The Game and Snoop Dogg put their words into action today as both West Coast legends led a peaceful rally called H.U.N.T., an acronym for “Hate Us Not Today.” They led a group of men through the streets of Los Angeles to the police station where they spoke with LAPD officers.
“Live and direct,” the Doggfather said in an Instagram video. “Finna get some dialogue with the LAPD, the new recruits, the graduating class of 2016. This is how you make moves, man. You make it happen. You get some dialogue, some understanding with the new recruits before they hit the streets so that way they know that we, just like them, we trying to live and go home and get some understanding, so we advise you all to do the same. Follow protocol.”
This comes days after two Black men were shot and killed by police officers this week, Alton Sterling in Baton Rouge, Louisiana and Philando Castile in Falcon Heights, Minnesota. Yesterday, five police officers were shot and killed at a rally protesting those men’s deaths in Dallas, Texas.
In response to the violence, The Game made the announcement for the rally on his own Instagram page, calling all men of any color to join him and Snoop in walking to the police headquarters. “LEAVE ALL WOMEN & CHILDREN AT HOME… THIS IS OUR MISSION FOR THEM,” he says in his caption.
He reinforces the necessity for the protest to be peaceful and advises the attendees to leave all weapons and illegal substances at home. The Compton, California rapper says that the goal of the meeting is to triumph over fear and to create unity.
“Objective: to make the Californian government & it’s law branches aware that from today forward, we will be UNIFIED as minorities & we will no longer allow them to hunt us or be hunted by us !!! Let’s erase the fear of one another on both sides & start something new here in the city of Los Angeles, a city we all love & share !” he writes.

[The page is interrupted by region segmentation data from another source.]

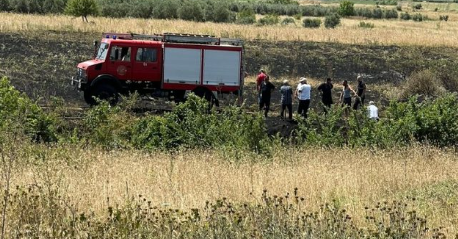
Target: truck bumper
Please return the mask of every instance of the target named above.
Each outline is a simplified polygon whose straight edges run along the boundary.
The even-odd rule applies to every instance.
[[[76,88],[80,90],[84,90],[86,87],[86,84],[83,82],[81,78],[75,76],[71,78],[71,85],[76,86]]]

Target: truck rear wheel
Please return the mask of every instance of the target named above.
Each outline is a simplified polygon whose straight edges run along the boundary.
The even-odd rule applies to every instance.
[[[98,98],[101,100],[108,101],[111,105],[115,105],[118,103],[119,100],[119,93],[116,88],[111,85],[102,84],[97,85],[91,89],[91,98],[88,102],[89,104],[95,105],[97,102],[92,96]],[[85,96],[85,100],[86,99]],[[86,101],[87,102],[87,101]]]
[[[215,97],[215,95],[209,90],[205,87],[197,87],[192,91],[196,96],[206,99],[210,104],[210,107],[213,105],[217,107],[219,106],[218,99]]]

He continues that this is only the first step in truly solving America’s problems, but emphasizes the importance of taking the first step.

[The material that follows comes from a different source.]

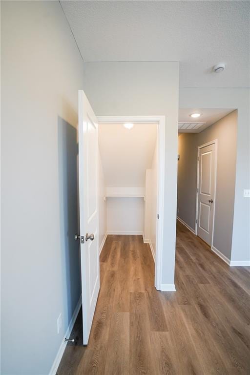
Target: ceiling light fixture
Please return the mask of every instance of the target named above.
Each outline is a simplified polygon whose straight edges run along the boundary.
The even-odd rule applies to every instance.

“I LOVE EVERY ONE OF YOU & WE OWE IT TO OURSELVES & OUR FAMILIES TO BE MEN & TAKE A STAND MY BROTHERS.. THE TIME IS NOW,” he says.

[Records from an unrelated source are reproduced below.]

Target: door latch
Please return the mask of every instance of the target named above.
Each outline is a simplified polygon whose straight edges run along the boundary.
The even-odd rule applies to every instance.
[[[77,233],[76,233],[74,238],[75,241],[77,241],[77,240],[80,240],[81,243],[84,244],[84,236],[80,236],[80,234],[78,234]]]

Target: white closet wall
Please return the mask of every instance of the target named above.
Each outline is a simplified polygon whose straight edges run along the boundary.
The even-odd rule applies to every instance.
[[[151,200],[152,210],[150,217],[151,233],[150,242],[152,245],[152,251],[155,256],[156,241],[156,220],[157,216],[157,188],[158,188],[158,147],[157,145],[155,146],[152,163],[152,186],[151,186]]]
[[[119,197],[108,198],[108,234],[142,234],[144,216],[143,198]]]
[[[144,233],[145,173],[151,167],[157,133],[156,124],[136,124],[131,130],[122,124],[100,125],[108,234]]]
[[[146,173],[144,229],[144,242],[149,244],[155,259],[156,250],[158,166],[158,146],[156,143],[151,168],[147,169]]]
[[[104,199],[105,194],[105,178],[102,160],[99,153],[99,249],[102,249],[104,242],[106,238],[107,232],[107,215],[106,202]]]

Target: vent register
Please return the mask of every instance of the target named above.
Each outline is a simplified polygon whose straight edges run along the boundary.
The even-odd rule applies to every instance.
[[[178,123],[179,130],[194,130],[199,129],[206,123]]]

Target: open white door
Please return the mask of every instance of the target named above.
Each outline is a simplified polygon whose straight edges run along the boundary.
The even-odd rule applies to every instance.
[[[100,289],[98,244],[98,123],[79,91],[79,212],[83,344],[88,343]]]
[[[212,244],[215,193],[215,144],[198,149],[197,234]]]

Once the group arrived at the headquarters, they met with Police Chief Charlie Beck and Los Angeles Mayor Eric Garcetti, according to the Los Angeles Times.
“We all have to live in each others’ skin and recognize that we all have other challenges,” Beck said. “It’s not about placing blame. … L.A. is not about violence. We want to stop it from happening.”
“We want it to be not just about words,” the mayor said about finding change.